Cronaca

Via d’Amelio e l’esercizio della memoria. In un Paese farsa

Come ogni 19 luglio successivo a quella domenica d’inferno del 1992 _ in cui il botto di via d’Amelio fece strage di uomini, idee e Stato _ in Italia ci si dedica alla commemorazione di Paolo Borsellino e degli uomini della scorta. I Tg lanceranno servizi precotti, con qualche immagine del cratere di via d’Amelio (qualche frames non di più) e un po’ di interviste d’occasione.

I politici, di destra-sinistra-centro, lanceranno comunicati stampa di lacrime e dolore, ma ovviamente eviteranno di mettere piede in via d’Amelio per evitare di essere seppelliti dalle pernacchie. Qualcuno farà cenno all’Agenda Rossa, qualcun’ altro se la prenderà con la mafia prima di colazione, quindi si onorerà il minuto di silenzio alle 16 e 58. Una commemorazione Prêt-à-porter che solo questo Paese è in grado di tollerare, avendola inventata alla bisogna già decenni fa. Qualche dubbio sul falso scoop dell’Agenda Rossa scambiata per parasole? I reali motivi che accelerarono i tempi della strage? L’incontro tra Nicola Mancino e Paolo Borsellino il primo luglio al Viminale? Interrogativi spesso vecchi di ventuno anni che non è il caso di sollevare proprio nel ventunesimo anniversario della carneficina di Borsellino. In mancanza di meglio ci si accapiglia sul concetto di memoria.

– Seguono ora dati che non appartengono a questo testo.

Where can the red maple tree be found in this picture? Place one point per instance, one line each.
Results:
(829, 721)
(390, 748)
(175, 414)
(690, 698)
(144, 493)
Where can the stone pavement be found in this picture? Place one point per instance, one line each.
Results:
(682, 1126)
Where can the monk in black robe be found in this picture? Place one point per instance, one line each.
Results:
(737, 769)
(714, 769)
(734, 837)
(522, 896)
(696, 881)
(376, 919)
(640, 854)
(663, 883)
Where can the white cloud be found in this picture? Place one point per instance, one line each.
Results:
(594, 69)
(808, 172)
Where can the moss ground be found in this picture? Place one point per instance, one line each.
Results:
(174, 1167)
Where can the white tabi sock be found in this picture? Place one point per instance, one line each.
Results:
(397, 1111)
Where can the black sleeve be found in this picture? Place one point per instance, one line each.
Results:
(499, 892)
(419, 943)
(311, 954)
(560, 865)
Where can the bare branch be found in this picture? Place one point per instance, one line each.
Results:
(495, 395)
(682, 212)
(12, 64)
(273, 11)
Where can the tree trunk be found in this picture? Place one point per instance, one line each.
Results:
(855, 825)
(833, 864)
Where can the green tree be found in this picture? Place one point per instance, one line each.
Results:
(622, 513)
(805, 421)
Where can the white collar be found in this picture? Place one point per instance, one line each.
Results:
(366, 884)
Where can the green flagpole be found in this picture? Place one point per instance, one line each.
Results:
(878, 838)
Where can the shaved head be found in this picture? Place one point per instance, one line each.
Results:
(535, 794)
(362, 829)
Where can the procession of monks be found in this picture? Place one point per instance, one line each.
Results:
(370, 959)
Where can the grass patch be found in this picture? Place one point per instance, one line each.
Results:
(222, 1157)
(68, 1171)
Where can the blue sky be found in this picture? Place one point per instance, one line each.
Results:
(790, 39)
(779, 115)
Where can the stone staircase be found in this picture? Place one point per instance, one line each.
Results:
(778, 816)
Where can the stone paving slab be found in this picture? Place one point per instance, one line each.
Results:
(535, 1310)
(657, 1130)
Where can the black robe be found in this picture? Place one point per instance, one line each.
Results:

Pochi giorni fa era scoppiata una micro polemica tra il movimento delle Agende Rosse e i giovani militanti della destra. Oggetto della diatriba? L’esclusività della commemorazione della strage. I giovani destrorsi rivendicavano la più antica origine del loro corteo, rispetto alle manifestazioni delle Agende Rosse. “Nessuno può negare ad una parte politica di ricordare Borsellino” era stato il commento degli equilibristi più appassionati. Alla fine tra Agende Rosse e ragazzini di destra era stato trovato un punto di unione, per evitare sterili polemiche: anche ad Ignazio La Russa, come già lo scorso anno era successo, deve essere consentito di battersi il petto su pubblica piazza. Ci mancherebbe. Perché l’onore della memoria, in prima fila e con i virgolettati, è un punto importante in questo Paese ricco di anniversari insanguinati. Poco importa che lo stesso Paese bulimico di tetre ricorrenze abbia ampiamente dimostrato di essere allergico proprio alla memoria stessa. Un ossimoro bello e buono, che trova il suo paradigma proprio nella strage di via d’Amelio.

Borsellino morì con la certezza di morire. Sapeva di avere i giorni contati, sapeva che a Palermo era già arrivato il tritolo per lui, sapeva che un amico (ad oggi ancora non meglio identificato) lo aveva appena tradito. Ovviamente nessuno all’epoca dei fatti si preoccupò più di tanto. Il Paese attraversava una profonda crisi, e pazienza se nessuno si ricordò di mettere un divieto di sosta di fronte al civico 21 di via Mariano D’Amelio, così che una tale Fiat 126 imbottita di tritolo venisse notata prima della deflagrazione. Errori di Stato, per una strage di Stato in cui è morta una certa idea dello Stato. Oggi ci rimane la memoria. Che può essere articolata in vari modi. L’associazione Zen Insieme, da anni, dedica la mattina del 19 luglio per spiegare ai bambini della periferia palermitana – i più esposti ad intraprendere carriere criminali – che Borsellino non era superman, non era un super eroe, era un uomo che rappresentava una certa idea di Stato, massacrata in quella strada da certi altri pezzi dello Stato, quella mattina di ventuno anni fa.

A proposito di memoria,  Il Foglio in edicola ieri, ha  deciso di festeggiare l’assoluzione di Mario Mori e Mauro Obinu, pubblicando una splendida lista di Proscrizione. “Queste – scrive il quotidiano di Giuliano Ferrara – sono le persone che hanno tradito l’opinione pubblica e il diritto per imperizia professionale e corrività con le tesi accusatorie dei giudici contro il generale Mori”. Non siamo in Corea e nemmeno in Eritrea. Forse. Nella lista dei nemici pubblici da additare su pubblica piazza, oltre a giornalisti e opinionisti, svettano soprattutto una sfilza di magistrati evidentemente censurabili. Tra questi Nino Di Matteo e Roberto Tartaglia, destinatari di lettere minatorie tutt’altro che rassicuranti. A proposito del concetto di memoria, è davvero un’ottima idea. Ricordate quel divieto di sosta? Oggi, ventuno anni dopo, ognuno fa quello che può.